陛下からは正式に謝罪を受けた。だが、それに対するセシリアの返答は予想外のものだった。

「お心遣い感謝申し上げます。ですが正直申し上げてグレッグ・スターライドがわたくしの父親であった事は一度もなく、わたくしも彼の娘であった事はございませんでした。

ですから、何の感慨もございません。お気になさる必要はございません。ただ、永久に和解する事はない…それだけでございます。

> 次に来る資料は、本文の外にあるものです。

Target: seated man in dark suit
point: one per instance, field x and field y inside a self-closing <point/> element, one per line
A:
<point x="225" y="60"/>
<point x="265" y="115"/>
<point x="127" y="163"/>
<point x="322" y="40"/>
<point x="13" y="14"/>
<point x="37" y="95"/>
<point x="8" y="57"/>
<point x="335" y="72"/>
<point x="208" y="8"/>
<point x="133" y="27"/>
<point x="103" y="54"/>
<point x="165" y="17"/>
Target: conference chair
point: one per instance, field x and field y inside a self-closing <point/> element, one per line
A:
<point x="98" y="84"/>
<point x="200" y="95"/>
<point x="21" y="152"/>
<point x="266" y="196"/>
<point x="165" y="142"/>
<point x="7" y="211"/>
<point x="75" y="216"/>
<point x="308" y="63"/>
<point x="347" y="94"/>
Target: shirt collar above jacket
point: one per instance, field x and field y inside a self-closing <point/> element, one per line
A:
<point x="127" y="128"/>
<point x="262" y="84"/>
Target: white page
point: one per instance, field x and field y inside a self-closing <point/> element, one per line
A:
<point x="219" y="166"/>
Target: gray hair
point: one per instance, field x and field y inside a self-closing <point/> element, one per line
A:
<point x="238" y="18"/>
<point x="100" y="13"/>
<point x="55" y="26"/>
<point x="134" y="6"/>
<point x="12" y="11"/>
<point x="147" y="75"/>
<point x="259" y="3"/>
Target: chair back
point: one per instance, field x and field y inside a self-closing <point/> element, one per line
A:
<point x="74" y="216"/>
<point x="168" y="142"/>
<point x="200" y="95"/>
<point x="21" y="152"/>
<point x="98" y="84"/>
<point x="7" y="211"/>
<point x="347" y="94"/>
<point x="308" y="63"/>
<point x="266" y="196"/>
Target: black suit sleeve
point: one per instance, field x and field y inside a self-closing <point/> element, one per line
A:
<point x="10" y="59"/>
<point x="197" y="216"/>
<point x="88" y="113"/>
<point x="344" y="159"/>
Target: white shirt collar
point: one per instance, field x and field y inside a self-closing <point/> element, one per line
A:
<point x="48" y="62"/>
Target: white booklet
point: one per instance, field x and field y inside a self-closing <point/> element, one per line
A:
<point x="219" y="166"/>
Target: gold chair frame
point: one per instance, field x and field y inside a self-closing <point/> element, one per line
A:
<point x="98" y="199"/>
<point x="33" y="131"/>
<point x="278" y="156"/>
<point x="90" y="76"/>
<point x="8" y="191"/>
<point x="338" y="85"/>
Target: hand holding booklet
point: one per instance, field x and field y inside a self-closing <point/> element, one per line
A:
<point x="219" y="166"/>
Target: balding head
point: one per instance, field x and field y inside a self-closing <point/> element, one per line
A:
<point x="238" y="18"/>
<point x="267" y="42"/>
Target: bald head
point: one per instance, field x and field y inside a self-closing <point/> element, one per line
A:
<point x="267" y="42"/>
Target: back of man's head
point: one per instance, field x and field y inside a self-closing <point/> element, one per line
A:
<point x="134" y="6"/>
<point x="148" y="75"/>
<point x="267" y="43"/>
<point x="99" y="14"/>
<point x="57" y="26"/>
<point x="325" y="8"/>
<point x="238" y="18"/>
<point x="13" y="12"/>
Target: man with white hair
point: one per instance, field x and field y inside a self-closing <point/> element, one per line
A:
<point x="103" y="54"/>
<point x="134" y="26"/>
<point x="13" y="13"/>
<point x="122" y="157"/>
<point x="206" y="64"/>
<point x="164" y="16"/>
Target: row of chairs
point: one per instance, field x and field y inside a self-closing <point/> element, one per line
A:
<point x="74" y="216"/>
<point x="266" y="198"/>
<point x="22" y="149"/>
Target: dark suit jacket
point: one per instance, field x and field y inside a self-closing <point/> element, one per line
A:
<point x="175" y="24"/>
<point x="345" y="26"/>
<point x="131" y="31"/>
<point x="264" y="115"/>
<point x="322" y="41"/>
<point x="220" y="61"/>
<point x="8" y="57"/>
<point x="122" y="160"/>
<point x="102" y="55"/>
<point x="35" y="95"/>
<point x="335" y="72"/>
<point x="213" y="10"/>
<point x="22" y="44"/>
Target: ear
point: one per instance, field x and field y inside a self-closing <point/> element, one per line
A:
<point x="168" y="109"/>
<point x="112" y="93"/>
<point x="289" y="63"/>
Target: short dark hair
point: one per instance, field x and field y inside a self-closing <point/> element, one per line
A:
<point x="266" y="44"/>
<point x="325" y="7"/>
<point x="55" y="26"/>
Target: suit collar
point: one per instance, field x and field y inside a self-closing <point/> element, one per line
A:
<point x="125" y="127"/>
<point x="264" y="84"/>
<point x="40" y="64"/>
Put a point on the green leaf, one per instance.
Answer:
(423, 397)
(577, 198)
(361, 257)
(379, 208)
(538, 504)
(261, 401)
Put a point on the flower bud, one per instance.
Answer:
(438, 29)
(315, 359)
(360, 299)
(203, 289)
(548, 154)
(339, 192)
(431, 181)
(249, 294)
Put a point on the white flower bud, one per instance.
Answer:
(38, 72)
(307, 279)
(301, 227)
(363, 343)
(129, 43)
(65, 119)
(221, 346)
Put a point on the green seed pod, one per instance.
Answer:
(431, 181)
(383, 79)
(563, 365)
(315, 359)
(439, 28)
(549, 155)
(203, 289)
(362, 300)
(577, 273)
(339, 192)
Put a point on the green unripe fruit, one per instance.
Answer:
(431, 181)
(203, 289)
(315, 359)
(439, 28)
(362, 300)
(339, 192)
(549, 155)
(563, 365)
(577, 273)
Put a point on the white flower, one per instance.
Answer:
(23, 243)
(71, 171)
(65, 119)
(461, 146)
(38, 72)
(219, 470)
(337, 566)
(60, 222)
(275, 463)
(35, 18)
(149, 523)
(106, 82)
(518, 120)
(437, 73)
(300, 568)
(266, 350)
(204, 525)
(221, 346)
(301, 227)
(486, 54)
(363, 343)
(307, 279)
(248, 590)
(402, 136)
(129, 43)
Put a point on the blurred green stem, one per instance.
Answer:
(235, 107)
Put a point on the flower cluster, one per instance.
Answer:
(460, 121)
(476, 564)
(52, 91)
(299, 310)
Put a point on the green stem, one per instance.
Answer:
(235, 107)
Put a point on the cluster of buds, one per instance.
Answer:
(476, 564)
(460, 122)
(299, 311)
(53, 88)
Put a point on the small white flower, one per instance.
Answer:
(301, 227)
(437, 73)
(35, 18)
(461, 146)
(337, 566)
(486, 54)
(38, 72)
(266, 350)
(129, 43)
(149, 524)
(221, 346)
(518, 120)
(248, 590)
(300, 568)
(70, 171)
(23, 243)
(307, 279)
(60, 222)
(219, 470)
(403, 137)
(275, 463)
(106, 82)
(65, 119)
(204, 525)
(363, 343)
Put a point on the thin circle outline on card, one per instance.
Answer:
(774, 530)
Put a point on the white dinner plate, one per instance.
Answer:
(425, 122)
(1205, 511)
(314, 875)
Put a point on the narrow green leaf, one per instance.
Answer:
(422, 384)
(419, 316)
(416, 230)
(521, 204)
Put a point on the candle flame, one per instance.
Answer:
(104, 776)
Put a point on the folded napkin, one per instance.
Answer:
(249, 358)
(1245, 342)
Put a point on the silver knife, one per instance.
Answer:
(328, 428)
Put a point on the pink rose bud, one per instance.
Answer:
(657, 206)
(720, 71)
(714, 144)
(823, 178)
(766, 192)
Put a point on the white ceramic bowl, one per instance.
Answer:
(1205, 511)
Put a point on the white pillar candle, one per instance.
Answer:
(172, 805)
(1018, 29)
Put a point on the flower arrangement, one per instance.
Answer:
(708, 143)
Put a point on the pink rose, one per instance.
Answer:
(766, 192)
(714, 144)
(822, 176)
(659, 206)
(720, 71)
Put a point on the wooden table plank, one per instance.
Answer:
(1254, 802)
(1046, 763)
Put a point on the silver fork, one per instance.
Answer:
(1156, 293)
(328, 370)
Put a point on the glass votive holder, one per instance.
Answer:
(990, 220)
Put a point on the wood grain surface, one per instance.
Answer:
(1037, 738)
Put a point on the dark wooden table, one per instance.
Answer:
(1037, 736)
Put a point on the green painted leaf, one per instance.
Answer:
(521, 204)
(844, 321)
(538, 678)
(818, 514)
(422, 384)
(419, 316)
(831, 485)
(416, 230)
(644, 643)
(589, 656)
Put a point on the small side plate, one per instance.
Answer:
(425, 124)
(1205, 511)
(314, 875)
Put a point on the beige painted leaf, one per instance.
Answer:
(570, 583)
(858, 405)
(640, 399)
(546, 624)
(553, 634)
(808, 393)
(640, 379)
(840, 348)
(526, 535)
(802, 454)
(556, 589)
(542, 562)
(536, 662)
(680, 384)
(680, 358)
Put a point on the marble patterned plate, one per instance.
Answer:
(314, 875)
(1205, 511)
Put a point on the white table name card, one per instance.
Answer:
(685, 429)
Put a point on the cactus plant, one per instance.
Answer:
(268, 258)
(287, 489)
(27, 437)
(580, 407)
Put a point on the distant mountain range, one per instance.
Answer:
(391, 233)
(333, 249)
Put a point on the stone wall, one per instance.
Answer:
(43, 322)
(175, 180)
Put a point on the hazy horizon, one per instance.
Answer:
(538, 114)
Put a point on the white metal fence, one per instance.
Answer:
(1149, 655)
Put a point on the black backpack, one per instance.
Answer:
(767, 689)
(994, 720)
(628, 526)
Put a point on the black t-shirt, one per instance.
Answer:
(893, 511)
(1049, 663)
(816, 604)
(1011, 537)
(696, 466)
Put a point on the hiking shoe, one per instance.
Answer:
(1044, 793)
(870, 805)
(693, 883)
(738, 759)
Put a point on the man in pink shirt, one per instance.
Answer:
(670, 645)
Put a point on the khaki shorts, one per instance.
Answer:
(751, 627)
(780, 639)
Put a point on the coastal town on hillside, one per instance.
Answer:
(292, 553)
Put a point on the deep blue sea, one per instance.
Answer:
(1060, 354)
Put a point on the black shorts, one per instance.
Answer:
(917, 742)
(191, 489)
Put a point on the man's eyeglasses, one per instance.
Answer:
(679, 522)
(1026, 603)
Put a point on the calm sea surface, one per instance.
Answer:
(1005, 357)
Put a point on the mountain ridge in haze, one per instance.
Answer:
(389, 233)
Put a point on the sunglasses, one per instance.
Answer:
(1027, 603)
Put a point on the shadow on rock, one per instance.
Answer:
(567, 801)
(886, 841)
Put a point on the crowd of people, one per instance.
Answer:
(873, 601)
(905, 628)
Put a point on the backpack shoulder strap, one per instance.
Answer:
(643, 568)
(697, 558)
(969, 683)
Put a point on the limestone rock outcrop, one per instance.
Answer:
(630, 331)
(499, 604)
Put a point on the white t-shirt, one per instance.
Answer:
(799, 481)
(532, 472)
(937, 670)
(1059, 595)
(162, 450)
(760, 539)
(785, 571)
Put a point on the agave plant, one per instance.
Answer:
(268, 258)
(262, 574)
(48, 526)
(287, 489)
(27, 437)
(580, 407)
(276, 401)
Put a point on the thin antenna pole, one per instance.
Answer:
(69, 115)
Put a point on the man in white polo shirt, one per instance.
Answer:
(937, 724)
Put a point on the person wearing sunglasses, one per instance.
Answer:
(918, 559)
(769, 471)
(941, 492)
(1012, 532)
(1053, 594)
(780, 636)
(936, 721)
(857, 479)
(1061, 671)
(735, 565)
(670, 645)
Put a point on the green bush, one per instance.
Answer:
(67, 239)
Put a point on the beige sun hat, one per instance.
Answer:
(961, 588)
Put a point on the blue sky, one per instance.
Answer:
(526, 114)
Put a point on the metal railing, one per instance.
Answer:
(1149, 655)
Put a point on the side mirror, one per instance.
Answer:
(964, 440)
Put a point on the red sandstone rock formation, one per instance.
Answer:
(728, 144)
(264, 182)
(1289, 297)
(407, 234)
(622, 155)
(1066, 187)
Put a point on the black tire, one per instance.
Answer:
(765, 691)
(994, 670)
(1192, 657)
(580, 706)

わたくしは今でも両親はブライト家の2人だと思っております。

実はあの時、死んだのかも知れない父親に対し、何の感情もなかった事にショックを受けていたのです。わたくしの全てを否定する存在が突如いなくなった、わたくしの父を殺したシルヴェスタ公爵はあの時何を思ったのか…、そんな事だけでした。冷たい娘ですね」


お金のために存在を思い出した娘、道具としてしか見ていなかった娘が結果的に全てを奪っていくのを憎みながら死んだ男、スターライド侯爵家を毛嫌いし愛を選んだはずが誰よりもスターライド侯爵家の者らしく自分以外を愛せない人間だったなんて滑稽で…、つくづく私と言う人間は普通の親子関係には縁がないのだと自覚しただけ。まあ、人生も2度目、親に捨てられるのも2度目、流石に打たれ強くなったのかも…。それもこれも伯父さんやお兄様やリアンのお陰ね。


陛下たちも困惑している。

普通の令嬢であれば心で思っていても口にしないようなことまで包み隠さずセシリアが話をしたからだ。悲劇のヒロインを気取り、国から賠償金を得る。又はアシュレイ王太子殿下はまだ婚姻を結んでいないので自分を婚約者にすげ替えろと言ってもおかしくない、絶好の交渉の場だからだ。


アシュレイ王太子殿下が口を挟んだ。

「ねえセシリア、シルヴェスタ公爵の魔法で消えた者たちはどこへ行くのだと思う?」


突拍子もない質問だった。

そこにいる皆がアシュレイ王太子殿下の質問の意図を掴めずにいる。


「さあ…分かりません、ただわたくしも考えた事がございます。

シルヴェスタ公爵は愛する家族に絶望し、もう要らないと存在を消した時、どこへ捨てたのだろうか?と、最初はただの消滅を思い、次に何処か遠くの場所に転移のように移動させた事を思い、マジックボックスの中も想像しました。ですが1番ピンと来たのは記憶の中ではないかと思ったのです。幸せだった時間に思い出と共に存在も仕舞った。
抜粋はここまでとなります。